Ante la pregunta de qué manera intervenir en un espacio artístico proponiendo una actividad de Psicoanálisis en extensión, surgió la idea de crear una breve intervención, a partir de las afinidades entre la poesía y el psicoanálisis. Se buscó producir efectos desde una propuesta escandida en cuatro escenas que anudaron poesía performática, música y danza.

Un océano en un caracol creada colectivamente por Lilian Giubetich (violonchelo y loops), Gabriela Nafissi (recitación y textos), Deborah Trovarelli (danza) con la asesoría de la dramaturga y directora teatral Ivana Catanese.

La disposición espacial incluyó la presencia de un diván, una silla de analista y otra para el violonchelo. Un caracol de mar iluminado se encontraba de manera oblicua con respecto al diván.

La obra comenzó con una conversación entre colegas sobre un paciente, en tono humorístico.
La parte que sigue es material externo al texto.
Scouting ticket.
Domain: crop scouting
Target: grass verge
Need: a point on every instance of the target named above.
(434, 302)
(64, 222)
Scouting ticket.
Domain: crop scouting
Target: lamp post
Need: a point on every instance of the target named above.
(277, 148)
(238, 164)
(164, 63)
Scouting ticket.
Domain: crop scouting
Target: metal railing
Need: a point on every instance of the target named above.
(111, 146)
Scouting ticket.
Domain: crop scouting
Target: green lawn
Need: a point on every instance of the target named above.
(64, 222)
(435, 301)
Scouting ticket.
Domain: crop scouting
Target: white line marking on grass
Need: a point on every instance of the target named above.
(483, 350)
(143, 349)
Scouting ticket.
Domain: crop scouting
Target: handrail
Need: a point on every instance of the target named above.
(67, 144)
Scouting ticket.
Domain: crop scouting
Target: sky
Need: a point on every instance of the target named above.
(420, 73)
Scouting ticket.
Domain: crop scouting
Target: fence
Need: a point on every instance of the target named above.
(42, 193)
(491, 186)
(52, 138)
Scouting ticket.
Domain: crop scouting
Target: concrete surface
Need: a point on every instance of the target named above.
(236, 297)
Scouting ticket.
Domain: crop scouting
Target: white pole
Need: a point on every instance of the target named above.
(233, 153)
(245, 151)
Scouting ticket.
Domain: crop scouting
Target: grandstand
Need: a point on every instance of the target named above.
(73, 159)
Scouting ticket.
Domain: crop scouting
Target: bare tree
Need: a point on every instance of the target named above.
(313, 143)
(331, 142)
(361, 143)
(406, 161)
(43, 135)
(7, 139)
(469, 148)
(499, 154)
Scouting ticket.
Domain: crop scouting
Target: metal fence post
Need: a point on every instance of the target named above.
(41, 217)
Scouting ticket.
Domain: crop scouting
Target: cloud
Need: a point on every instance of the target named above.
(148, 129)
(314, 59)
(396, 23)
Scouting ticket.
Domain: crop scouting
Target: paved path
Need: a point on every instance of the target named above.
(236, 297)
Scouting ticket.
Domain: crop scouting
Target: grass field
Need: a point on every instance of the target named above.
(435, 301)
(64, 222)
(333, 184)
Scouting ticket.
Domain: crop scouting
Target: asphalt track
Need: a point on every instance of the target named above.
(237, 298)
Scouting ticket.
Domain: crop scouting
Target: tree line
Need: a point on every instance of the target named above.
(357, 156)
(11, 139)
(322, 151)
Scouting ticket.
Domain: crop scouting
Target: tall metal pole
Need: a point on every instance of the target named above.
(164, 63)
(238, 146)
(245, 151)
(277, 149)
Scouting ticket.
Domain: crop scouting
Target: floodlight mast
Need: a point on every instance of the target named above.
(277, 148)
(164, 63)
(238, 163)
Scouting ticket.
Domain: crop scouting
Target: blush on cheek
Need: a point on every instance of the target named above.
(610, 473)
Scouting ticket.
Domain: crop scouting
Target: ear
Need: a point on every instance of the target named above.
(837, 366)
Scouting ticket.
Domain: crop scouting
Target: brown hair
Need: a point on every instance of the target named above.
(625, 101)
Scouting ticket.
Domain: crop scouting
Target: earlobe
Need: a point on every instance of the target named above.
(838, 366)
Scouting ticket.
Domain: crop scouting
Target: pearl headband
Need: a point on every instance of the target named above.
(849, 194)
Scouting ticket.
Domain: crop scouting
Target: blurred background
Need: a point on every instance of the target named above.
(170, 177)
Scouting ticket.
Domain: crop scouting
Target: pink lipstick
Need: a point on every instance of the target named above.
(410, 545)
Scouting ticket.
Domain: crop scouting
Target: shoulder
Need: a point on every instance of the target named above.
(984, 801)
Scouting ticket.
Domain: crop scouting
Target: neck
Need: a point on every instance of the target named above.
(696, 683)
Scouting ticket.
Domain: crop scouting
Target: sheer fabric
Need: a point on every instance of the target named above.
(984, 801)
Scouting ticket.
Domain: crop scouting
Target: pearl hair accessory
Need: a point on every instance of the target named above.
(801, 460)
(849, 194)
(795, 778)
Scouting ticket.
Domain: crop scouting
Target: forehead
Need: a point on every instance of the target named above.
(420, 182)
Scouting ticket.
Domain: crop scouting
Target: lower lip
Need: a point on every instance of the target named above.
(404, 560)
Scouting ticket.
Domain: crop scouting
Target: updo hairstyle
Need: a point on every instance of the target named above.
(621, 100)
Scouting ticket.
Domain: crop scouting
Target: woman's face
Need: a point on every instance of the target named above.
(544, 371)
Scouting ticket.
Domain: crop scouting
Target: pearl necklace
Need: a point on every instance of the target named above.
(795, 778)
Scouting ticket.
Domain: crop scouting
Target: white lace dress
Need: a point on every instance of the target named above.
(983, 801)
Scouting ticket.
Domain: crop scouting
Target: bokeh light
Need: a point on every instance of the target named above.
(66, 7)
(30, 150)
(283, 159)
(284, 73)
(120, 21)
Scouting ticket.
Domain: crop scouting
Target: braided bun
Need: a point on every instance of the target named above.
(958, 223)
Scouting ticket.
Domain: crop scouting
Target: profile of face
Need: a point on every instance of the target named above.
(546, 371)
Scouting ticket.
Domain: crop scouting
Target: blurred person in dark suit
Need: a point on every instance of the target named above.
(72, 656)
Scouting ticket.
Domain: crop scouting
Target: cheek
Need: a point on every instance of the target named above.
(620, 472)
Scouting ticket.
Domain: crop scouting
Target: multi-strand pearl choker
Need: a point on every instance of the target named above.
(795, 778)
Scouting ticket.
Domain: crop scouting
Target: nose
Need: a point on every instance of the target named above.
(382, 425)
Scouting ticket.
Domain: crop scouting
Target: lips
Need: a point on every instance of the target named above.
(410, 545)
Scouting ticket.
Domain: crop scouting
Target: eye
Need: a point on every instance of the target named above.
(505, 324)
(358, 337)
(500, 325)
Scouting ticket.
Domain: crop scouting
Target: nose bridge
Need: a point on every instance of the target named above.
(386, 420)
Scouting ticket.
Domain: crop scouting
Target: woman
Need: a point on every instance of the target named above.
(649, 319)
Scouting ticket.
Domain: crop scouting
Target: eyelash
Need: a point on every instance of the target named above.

A posteriori, cada momento supuso intervenciones de recitación de textos, música y danza; acciones performáticas que se enlazaron para conformar un cuerpo de obra.

Los textos poéticos recortaron cuatro momentos y frases que se expandían en un campo vibratorio ofrecido por la música y la proyección del cuerpo en el espacio que proponía la danza.  El psicoanálisis como práctica de lo singular; el analista como semblante de objeto. Lo que enseña la poesía al psicoanálisis. El equívoco y el fuera de sentido. Una sesión de análisis como esfuerzo de poesía. El fin de análisis y el uso del sinthome.

Las acciones performáticas permitieron hacer uso del cuerpo (recortar o acentuar un gesto, una palabra, repetir o cambiar un movimiento, mutar la posición entre analizante y analista, o bien hacer contrapunto con la fijeza del caracol en su lugar de objeto a, síntoma, sinthome). En cuanto a la danza, acompañó a la música y fue al lugar de la palabra en su dimensión de imposible. Entre el respiro, la pausa, el cobijo, la caída, el cambio de posición subjetiva, la expansión de un gesto, lo insoportable del síntoma, el tropiezo y la repetición; un punto de tensión estilizada hasta la estetización del síntoma en su saber hacer ahí. Finalmente, la despedida del espacio analítico.

El trabajo musical utilizó el sonido del mar dentro de la caracola como hilo invisible que producía las transiciones entre escenas. El uso de acordes, melodía, armónicos, spigattos y hacia el final llegando a melodías yuxtapuestas por medio de los loops. Una propuesta musical de interpretar un final de un análisis. En la última escena, la artista se aleja del cello y quedan resonando esos loops. Efectos que puede dejar una experiencia analítica, o una experiencia artística para aquel que la atraviese, o experimente.